Publié le jeudi 30 mars, par chroniqueur, Pierre Titeux

Surtout, ne pas critiquer. Pas même relativiser. Ni simplement questionner. Il importe tout au contraire de se féliciter, se réjouir, s’enthousiasmer sans réserves ni états d’âme. Pensez donc : une opération labellisée écolo qui mobilise et buzze « de New-York à la Nouvelle-Zélande, de Paris au Paraguay », c’est suffisamment rare pour ne pas laisser des pisse-vinaigre masochistes et cassandres aigries empêcher d’en jouir aussi pleinement qu’intensément.

Foin donc des rabat-joie, des pessimistes et autres enculeurs de mouches : le positivement correct veut que la 11ème édition de l’Earth Hour organisée par le WWF ce samedi 25 mars 2017 soit considérée comme un succès à vanter urbi et orbi. Avec 187 pays ou régions impliqués, plus de 350 ambassadeurs et leaders d’opinion mobilisés, des milliers de lieux ou monuments remarquables plongés dans l’obscurité et des millions de personnes éteignant leurs éclairages pendant une heure, ce fut nous assure-t-on « the biggest Earth Hour yet » [1], le « plus grand rassemblement planétaire pour l’environnement – exactement le genre de dynamique dont nous avons besoin pour relever le plus grand challenge environnemental que notre planète doit affronter » [2].

Sauf que le panégyrique onaniste au service de l’effet de com. cache une réalité moins idyllique. Si Earth Hour constitue à coup sûr un beau coup marketing renforçant l’éclat du WWF, il est loin d’être acquis qu’elle atteigne voire contribue effectivement à son ambition proclamée « shows us how each of us can be heroes for our planet, our home ». [3]

Le principe même de l’action pose problème. L’extinction massive mais temporaire des lumières et appareils électriques a en effet pour corollaire de générer une importante tension sur le réseau au terme de la période concernée. Pour y faire face, on va alors solliciter massivement les unités de production les plus réactives, notamment celles fonctionnant au gaz et au charbon. Ce qui risque de provoquer des pics de pollution annihilant les bénéfices enregistrés lors de la mise au noir.
En France, le WWF assure avoir prévu le coup : « Fin mars, ce sont les barrages hydrauliques qui sont utilisés pour fournir cette électricité de pointe. Earth Hour va donc nécessiter une baisse puis une augmentation de la production des barrages hydrauliques, qui sont capables de réagir très rapidement, sans mettre en danger la stabilité du réseau électrique. Pour aider RTE (Le Réseau de Transport de l’électricité – NDR), le WWF recommande cependant aux Français de ne pas rallumer toutes leurs lumières en même temps. » [4] Admettons. Mais qu’en est-il pour les autres pays ?
Cet effet potentiel pour le moins contre-productif interpelle en tout cas quant au bien-fondé du moyen choisi pour une opération de sensibilisation à grande échelle.
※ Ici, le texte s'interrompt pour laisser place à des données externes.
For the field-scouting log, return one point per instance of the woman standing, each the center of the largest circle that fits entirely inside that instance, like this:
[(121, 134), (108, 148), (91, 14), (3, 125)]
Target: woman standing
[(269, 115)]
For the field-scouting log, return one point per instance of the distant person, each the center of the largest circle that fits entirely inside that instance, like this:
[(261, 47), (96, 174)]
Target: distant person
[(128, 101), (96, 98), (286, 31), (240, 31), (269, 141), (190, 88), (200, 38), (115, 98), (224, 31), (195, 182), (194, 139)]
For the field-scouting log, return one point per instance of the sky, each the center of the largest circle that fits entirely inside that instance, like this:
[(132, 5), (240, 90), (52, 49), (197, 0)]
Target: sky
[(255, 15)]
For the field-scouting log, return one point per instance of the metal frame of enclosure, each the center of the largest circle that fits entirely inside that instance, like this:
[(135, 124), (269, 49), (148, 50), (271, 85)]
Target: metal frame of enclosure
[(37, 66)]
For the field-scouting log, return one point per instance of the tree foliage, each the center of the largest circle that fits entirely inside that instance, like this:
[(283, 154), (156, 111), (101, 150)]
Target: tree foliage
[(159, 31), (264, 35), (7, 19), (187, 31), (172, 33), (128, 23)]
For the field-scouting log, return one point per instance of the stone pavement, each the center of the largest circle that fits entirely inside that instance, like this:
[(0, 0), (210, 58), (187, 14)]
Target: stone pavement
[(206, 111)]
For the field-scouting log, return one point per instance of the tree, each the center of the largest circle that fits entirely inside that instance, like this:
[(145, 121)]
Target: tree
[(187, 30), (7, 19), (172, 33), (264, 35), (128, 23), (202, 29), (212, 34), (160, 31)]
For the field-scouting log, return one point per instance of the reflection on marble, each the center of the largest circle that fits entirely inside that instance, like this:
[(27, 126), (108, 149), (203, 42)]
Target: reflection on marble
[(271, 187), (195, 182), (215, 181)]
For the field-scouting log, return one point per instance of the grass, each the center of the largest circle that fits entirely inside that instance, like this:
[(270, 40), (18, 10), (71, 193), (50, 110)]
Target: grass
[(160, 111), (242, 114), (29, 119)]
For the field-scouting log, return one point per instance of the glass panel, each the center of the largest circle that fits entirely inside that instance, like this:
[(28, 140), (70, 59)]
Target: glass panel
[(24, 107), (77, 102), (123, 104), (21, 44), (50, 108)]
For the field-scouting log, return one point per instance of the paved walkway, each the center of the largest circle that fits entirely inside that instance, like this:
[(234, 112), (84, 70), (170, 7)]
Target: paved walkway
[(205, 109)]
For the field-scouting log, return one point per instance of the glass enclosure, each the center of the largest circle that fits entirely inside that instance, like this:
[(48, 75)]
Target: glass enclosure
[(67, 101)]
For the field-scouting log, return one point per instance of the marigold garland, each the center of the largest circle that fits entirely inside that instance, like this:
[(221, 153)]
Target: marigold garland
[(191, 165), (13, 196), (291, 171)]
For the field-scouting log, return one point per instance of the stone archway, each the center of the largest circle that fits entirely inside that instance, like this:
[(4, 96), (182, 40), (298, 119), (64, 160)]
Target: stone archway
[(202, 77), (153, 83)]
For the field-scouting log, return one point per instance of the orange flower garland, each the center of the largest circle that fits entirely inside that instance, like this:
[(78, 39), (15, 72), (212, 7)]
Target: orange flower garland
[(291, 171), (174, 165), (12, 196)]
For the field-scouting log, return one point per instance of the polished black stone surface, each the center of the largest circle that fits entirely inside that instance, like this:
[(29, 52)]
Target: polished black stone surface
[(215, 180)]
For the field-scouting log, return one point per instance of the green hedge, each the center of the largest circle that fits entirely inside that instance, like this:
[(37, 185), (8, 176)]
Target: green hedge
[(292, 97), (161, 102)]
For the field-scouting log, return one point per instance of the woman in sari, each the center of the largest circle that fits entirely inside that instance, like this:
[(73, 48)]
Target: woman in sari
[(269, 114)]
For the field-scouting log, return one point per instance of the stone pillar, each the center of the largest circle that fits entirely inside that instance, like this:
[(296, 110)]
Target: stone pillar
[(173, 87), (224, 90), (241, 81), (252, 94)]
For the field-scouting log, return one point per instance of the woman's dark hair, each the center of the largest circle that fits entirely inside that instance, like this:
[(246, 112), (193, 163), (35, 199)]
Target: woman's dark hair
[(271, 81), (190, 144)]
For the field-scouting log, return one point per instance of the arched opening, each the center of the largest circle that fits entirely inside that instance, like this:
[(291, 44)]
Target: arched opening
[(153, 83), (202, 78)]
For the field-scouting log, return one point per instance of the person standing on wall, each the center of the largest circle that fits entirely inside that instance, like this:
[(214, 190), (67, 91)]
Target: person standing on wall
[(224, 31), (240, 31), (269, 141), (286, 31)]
Il y a toutefois pire en termes de paradoxe et d’aberration.

Comme on le sait, l’essentiel de la communication et de la visibilité d’Earth Hour repose sur l’extinction de l’éclairage. Pour mobiliser autour de cet objectif, les communicants du WWF ont développé une stratégie articulée autour d’internet et d’un recours massif aux medias sociaux. « Rejoignez les millions de personnes partout dans le monde qui s’engagent pour la planète et partagez ce en quoi vous croyez. Utilisez le pouvoir de votre réseau social pour faire la différence. Mettez à disposition votre fil d’actualité Facebook et rejoignez le mouvement mondial pour combattre le changement climatique. » [5]
Problème : la consommation électrique des ménages générée par l’utilisation des appareils multimédias dépasse aujourd’hui (de plus en plus) largement celle liée à l’éclairage. Et il faut ajouter à cette prodigalité domestique la gloutonnerie énergétique des diverses structures (serveurs & co) nécessaires à nos échanges numériques. Ainsi, les près de 18 milliards d’e-mails (hors 10 milliards de spams) envoyés chaque heure de par le monde représentent 72.000 tonnes de CO2, soit plus ou moins l’équivalent de 5.000 tours du monde en avion ! [6]
On s’applique donc à réduire une demande somme toute marginale – moins de 20% de la consommation totale d’un ménage – en favorisant la croissance d’une autre devenue problématique... Surréaliste, isn’t it ?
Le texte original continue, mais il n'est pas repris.